Ever since I first started screencasting almost two years ago, I’ve been really surprised how few people are talking about how cool it is. It can be so hard to teach students at a distance how to use databases, and screencasting is the only tool that allows you to concretely demonstrate how they work. Add in the interactive components you can incorporate into a screencast using Captivate (and perhaps some of the other tools) and it really becomes a tremendous information literacy tool. I’m definitely a fan. So I’m totally excited to be attending Paul Pival’s SirsiDynix talk Show and Tell The Easy Way – An Introduction to Screencasting next week! And I hope you will come too. It’s Wednesday November 8th at 11 am Eastern/8am Pacific. And the best thing about it is, it’s free (you just need to register)! All you need is the Interweb and you’re good to go. Paul is a really great speaker and this is a topic that he knows quite well, so I think we’re all in for a really fun and educational hour.

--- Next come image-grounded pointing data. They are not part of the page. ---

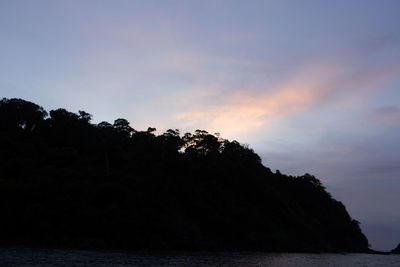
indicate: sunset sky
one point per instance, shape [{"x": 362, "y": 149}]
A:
[{"x": 311, "y": 86}]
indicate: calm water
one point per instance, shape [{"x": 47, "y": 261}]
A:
[{"x": 50, "y": 257}]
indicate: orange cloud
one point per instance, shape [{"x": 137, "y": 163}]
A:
[{"x": 247, "y": 110}]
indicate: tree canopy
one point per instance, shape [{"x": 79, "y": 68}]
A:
[{"x": 68, "y": 182}]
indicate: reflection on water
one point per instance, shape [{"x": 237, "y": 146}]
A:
[{"x": 57, "y": 257}]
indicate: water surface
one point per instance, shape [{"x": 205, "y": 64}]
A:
[{"x": 59, "y": 257}]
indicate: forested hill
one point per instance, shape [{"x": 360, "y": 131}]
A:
[{"x": 67, "y": 182}]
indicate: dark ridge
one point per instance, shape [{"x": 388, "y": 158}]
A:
[
  {"x": 396, "y": 250},
  {"x": 66, "y": 182}
]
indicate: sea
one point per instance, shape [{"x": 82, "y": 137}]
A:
[{"x": 62, "y": 257}]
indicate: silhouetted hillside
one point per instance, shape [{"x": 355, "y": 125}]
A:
[{"x": 68, "y": 182}]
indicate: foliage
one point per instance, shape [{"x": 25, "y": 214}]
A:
[{"x": 67, "y": 182}]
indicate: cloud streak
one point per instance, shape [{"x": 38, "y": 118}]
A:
[{"x": 313, "y": 85}]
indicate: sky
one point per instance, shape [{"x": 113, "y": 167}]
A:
[{"x": 312, "y": 86}]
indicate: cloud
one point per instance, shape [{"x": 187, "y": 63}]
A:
[
  {"x": 310, "y": 86},
  {"x": 386, "y": 116}
]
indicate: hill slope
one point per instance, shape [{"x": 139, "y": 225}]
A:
[{"x": 67, "y": 182}]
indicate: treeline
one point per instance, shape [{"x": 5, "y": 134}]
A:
[{"x": 68, "y": 182}]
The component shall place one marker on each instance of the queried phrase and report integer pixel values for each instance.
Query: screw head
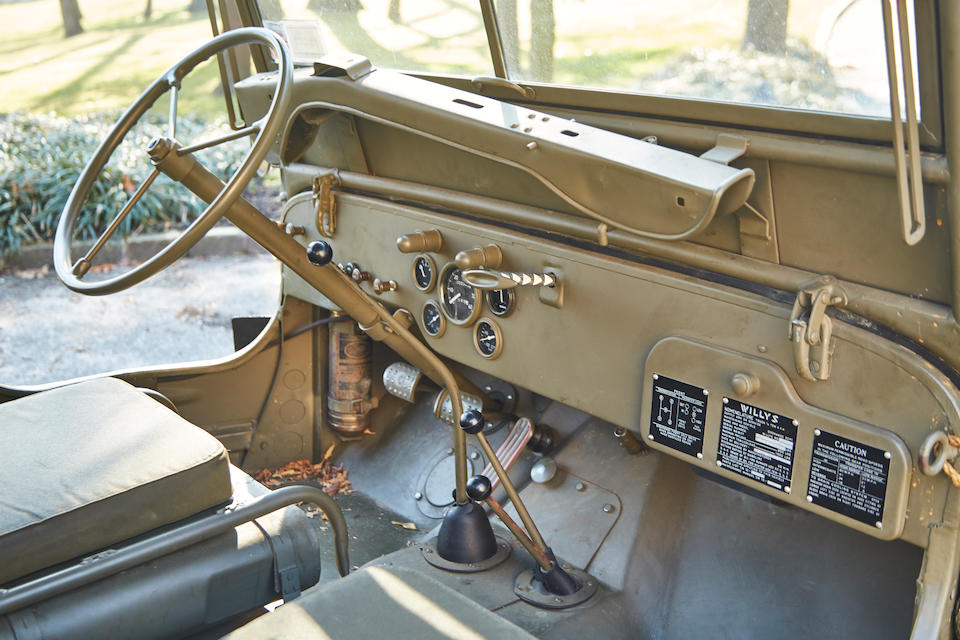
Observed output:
(319, 253)
(471, 421)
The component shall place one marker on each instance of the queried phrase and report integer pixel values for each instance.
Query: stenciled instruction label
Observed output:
(677, 415)
(848, 477)
(757, 443)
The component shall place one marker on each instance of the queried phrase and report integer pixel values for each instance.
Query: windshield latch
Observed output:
(811, 329)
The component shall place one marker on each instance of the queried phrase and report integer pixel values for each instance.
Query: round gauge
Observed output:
(433, 321)
(424, 272)
(487, 338)
(501, 301)
(460, 302)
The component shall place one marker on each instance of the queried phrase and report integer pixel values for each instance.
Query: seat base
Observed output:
(378, 602)
(186, 591)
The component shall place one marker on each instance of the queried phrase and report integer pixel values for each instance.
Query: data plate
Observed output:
(677, 415)
(848, 477)
(757, 443)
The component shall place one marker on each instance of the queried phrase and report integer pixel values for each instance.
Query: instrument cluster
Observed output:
(459, 303)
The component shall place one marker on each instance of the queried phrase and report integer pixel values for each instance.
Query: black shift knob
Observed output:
(479, 488)
(319, 253)
(471, 421)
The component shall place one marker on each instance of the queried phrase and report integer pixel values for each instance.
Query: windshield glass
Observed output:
(426, 35)
(820, 55)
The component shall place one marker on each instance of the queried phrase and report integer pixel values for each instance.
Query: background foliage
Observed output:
(41, 157)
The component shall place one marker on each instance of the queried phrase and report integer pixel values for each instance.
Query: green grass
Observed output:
(106, 67)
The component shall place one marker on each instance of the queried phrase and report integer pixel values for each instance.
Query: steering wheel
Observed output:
(266, 130)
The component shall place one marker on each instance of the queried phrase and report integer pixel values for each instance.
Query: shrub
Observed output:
(41, 157)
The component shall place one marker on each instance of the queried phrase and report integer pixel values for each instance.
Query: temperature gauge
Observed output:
(433, 321)
(487, 338)
(501, 301)
(424, 272)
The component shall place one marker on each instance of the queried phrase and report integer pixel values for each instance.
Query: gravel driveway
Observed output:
(49, 333)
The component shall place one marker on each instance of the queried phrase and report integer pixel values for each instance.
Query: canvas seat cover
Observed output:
(88, 465)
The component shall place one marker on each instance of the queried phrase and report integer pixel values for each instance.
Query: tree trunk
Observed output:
(767, 26)
(70, 11)
(509, 36)
(542, 38)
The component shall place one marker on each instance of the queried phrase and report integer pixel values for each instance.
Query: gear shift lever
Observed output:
(551, 579)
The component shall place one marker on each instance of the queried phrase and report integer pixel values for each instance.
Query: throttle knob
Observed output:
(471, 421)
(479, 488)
(319, 253)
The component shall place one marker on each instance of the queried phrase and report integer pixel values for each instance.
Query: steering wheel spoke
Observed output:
(264, 132)
(83, 265)
(227, 137)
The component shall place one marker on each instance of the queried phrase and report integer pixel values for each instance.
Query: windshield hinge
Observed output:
(811, 329)
(325, 202)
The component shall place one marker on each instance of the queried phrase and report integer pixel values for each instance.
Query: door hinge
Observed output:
(325, 203)
(811, 329)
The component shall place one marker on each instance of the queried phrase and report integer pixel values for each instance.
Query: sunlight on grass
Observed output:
(106, 67)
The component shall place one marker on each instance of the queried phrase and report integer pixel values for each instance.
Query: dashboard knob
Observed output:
(319, 253)
(479, 488)
(472, 421)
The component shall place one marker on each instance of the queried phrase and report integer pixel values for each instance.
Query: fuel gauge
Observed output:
(433, 321)
(501, 301)
(487, 338)
(424, 272)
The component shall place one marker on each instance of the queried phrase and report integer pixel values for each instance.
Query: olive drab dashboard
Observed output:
(694, 355)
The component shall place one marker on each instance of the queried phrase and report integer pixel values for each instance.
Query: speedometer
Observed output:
(459, 301)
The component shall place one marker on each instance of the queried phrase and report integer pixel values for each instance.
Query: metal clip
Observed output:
(325, 202)
(811, 329)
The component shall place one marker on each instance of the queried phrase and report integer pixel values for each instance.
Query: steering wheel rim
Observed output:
(267, 129)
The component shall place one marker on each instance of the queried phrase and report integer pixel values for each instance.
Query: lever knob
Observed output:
(429, 240)
(479, 488)
(319, 253)
(471, 421)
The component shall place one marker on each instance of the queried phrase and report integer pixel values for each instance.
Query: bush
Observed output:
(41, 157)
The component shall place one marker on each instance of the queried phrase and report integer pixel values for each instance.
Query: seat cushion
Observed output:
(381, 602)
(91, 464)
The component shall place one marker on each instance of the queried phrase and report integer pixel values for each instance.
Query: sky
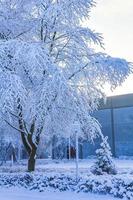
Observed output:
(114, 19)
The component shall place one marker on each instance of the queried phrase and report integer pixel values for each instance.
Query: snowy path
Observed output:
(20, 194)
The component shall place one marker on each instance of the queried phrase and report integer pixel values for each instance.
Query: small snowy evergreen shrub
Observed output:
(104, 163)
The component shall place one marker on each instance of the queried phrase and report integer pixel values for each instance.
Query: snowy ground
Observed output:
(20, 194)
(124, 166)
(49, 167)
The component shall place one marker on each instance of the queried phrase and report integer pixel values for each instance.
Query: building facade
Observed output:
(116, 119)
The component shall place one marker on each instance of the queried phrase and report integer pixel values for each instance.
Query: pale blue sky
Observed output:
(114, 18)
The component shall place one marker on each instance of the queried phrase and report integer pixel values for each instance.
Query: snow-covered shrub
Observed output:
(118, 186)
(104, 162)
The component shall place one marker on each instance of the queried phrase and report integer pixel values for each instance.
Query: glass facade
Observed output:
(117, 124)
(123, 129)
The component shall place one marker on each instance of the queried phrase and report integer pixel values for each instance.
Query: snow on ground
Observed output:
(22, 194)
(124, 166)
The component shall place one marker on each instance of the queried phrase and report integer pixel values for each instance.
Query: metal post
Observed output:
(69, 148)
(77, 157)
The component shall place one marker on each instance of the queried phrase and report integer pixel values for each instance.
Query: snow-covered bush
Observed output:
(104, 162)
(118, 186)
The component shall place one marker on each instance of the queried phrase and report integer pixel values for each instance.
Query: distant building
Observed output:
(116, 118)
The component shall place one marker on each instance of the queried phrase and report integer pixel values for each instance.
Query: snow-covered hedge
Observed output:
(114, 185)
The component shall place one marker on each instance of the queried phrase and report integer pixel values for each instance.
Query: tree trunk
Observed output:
(32, 160)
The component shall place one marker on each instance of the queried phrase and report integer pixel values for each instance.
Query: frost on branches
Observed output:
(104, 163)
(50, 76)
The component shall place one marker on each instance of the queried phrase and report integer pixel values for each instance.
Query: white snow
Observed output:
(21, 194)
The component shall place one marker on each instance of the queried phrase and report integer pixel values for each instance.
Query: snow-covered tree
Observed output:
(104, 163)
(50, 76)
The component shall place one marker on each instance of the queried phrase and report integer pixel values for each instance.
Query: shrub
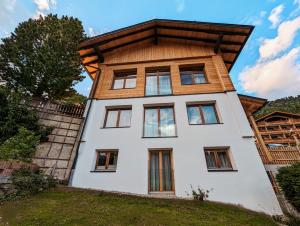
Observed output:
(21, 146)
(200, 194)
(289, 181)
(27, 182)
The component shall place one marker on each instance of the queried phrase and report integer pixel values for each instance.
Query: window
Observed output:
(159, 122)
(202, 114)
(191, 75)
(160, 171)
(158, 82)
(106, 160)
(217, 159)
(117, 118)
(124, 79)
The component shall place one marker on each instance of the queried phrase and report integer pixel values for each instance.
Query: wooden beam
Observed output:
(213, 41)
(155, 36)
(99, 54)
(218, 43)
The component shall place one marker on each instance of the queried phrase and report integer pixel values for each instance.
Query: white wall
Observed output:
(249, 186)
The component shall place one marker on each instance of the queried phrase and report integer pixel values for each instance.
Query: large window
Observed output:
(217, 159)
(159, 122)
(124, 79)
(117, 117)
(106, 160)
(158, 82)
(202, 114)
(191, 75)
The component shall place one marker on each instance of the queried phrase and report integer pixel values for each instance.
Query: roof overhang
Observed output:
(252, 104)
(226, 39)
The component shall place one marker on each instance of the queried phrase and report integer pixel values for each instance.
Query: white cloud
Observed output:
(274, 78)
(180, 5)
(274, 17)
(43, 6)
(285, 36)
(91, 32)
(254, 20)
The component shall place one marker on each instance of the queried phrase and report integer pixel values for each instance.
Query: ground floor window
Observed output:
(217, 159)
(160, 171)
(106, 160)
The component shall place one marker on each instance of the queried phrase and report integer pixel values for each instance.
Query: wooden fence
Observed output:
(65, 109)
(281, 155)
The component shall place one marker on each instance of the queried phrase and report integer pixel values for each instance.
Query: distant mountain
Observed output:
(287, 104)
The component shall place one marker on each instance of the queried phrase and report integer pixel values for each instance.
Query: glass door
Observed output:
(161, 172)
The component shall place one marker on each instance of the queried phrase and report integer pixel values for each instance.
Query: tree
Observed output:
(15, 113)
(41, 56)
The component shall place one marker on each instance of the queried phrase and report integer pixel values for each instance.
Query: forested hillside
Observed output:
(287, 104)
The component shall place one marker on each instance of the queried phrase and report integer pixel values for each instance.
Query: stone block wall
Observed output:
(56, 156)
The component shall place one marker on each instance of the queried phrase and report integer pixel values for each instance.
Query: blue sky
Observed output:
(269, 65)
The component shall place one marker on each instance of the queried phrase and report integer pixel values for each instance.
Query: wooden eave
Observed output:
(252, 104)
(281, 113)
(225, 39)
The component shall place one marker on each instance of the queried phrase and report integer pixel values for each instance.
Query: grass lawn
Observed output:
(65, 206)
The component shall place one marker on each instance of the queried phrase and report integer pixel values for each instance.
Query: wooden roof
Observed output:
(276, 113)
(252, 104)
(226, 39)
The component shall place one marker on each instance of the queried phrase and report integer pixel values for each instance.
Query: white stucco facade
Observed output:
(248, 185)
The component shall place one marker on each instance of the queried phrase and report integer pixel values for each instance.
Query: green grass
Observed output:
(65, 206)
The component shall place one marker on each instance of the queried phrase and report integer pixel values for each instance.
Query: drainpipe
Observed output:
(260, 140)
(85, 119)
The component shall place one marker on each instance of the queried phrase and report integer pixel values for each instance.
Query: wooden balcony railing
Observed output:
(66, 109)
(281, 155)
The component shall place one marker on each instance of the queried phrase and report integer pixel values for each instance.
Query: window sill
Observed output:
(103, 171)
(217, 123)
(115, 127)
(222, 170)
(160, 137)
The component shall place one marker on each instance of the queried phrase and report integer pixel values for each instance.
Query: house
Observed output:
(163, 115)
(280, 129)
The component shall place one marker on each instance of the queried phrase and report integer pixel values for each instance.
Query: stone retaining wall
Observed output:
(56, 156)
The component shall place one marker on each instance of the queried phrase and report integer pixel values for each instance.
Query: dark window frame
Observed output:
(107, 152)
(193, 69)
(158, 107)
(119, 109)
(199, 105)
(157, 72)
(124, 75)
(216, 150)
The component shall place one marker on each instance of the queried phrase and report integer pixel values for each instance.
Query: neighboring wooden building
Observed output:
(280, 129)
(163, 114)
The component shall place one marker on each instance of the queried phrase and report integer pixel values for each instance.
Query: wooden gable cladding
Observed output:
(226, 39)
(164, 50)
(172, 55)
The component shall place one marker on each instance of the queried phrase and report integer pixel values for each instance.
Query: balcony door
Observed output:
(160, 171)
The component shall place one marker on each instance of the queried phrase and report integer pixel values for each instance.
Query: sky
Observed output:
(268, 67)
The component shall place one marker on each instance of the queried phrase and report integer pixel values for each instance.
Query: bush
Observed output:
(27, 182)
(289, 181)
(22, 146)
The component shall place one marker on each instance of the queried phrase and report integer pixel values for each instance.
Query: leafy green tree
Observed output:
(41, 56)
(21, 146)
(15, 113)
(289, 180)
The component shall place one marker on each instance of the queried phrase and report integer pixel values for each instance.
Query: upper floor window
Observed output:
(217, 159)
(159, 122)
(124, 79)
(190, 75)
(117, 117)
(202, 114)
(106, 160)
(158, 82)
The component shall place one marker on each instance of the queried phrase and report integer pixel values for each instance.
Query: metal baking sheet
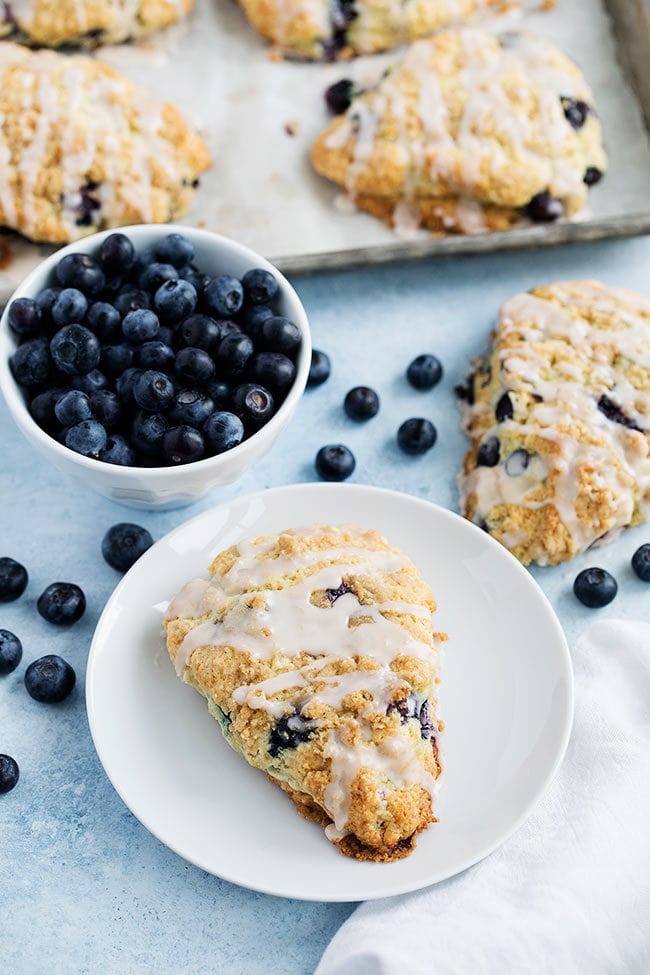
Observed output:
(260, 116)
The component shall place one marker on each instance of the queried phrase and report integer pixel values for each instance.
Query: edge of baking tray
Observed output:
(421, 249)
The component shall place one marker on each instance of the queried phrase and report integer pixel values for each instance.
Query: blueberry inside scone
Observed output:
(469, 132)
(316, 653)
(558, 413)
(82, 148)
(332, 29)
(87, 23)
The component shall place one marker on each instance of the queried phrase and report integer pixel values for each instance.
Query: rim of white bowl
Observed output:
(37, 279)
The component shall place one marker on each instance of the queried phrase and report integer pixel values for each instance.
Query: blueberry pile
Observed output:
(144, 360)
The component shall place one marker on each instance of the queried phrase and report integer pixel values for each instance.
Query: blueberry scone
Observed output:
(332, 29)
(82, 148)
(53, 23)
(316, 653)
(558, 412)
(469, 132)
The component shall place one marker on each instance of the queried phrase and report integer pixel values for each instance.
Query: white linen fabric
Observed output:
(569, 893)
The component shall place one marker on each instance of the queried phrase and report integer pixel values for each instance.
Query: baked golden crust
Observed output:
(54, 23)
(315, 650)
(82, 148)
(558, 413)
(470, 132)
(331, 29)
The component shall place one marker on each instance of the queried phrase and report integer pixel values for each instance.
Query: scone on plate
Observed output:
(558, 413)
(82, 148)
(316, 653)
(332, 29)
(53, 23)
(470, 132)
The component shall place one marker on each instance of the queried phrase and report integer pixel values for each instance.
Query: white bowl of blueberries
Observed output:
(154, 364)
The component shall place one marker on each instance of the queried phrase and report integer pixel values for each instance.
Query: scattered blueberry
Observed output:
(11, 651)
(61, 603)
(9, 774)
(13, 579)
(641, 562)
(424, 372)
(595, 587)
(50, 679)
(335, 462)
(123, 544)
(416, 436)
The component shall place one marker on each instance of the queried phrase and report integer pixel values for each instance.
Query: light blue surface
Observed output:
(83, 887)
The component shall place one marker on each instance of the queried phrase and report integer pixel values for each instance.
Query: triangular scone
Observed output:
(558, 412)
(316, 652)
(470, 132)
(82, 148)
(332, 29)
(87, 23)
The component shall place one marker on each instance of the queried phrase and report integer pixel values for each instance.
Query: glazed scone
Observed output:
(469, 132)
(332, 29)
(316, 653)
(558, 412)
(53, 23)
(82, 148)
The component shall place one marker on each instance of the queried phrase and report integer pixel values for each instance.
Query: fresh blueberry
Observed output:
(9, 774)
(123, 544)
(182, 445)
(416, 436)
(544, 208)
(75, 350)
(105, 321)
(195, 366)
(319, 370)
(175, 249)
(223, 431)
(61, 603)
(153, 391)
(278, 334)
(31, 362)
(87, 438)
(49, 679)
(80, 271)
(116, 254)
(24, 316)
(424, 372)
(175, 300)
(131, 299)
(72, 407)
(190, 406)
(253, 405)
(70, 306)
(233, 354)
(106, 407)
(335, 462)
(260, 286)
(488, 453)
(201, 332)
(641, 562)
(115, 359)
(13, 579)
(155, 355)
(595, 587)
(11, 651)
(361, 403)
(272, 370)
(147, 432)
(224, 296)
(117, 451)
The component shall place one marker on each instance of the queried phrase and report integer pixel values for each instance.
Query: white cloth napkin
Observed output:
(570, 892)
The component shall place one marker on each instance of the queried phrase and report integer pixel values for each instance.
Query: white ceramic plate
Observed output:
(506, 698)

Speaking of screencasting… I am on the program to be speaking at the ASIS&T 2006 Annual Conference, but I will not be able to attend due to funding limitations. So instead, I created a screencast of my entire presentation that they will be playing at the Wikis and Blogs panel. It’s all about my experiences creating conference wikis, why I did it in the first place, and what I’ve learned from it. I’ll be sure to make it available online after the conference.
I’d really hoped to go to ASIS&T, but they charge over $400 for speaker admission to the conference. Yikes! I’m not on a tenure track, so I wouldn’t go all the way to Austin just to give a talk and head home. I want to go to other people’s talks, learn, network, etc. I will only speak at a conference if 1) it’s online or for a good cause, 2) it’s fun and won’t cost me much to attend or 3) I’m getting paid. I just think charging a speaker (especially for the day they’re speaking) is no way to treat someone who is contributing to the success of your conference. What I really love about Information Today conferences is the appreciation that they show their speakers. I don’t need my ego stroked, but it’s nice to feel valued. I’m not a bigwig who can ask $2500 for a talk, but I do know that my time and effort is worth something and I shouldn’t just feel grateful to be asked to speak. Too many of us don’t know what we’re worth.
Still wish I was going though. Looks like a really cool conference with so many fascinating talks based on scholarly research. If you’re going, won’t you blog it for me?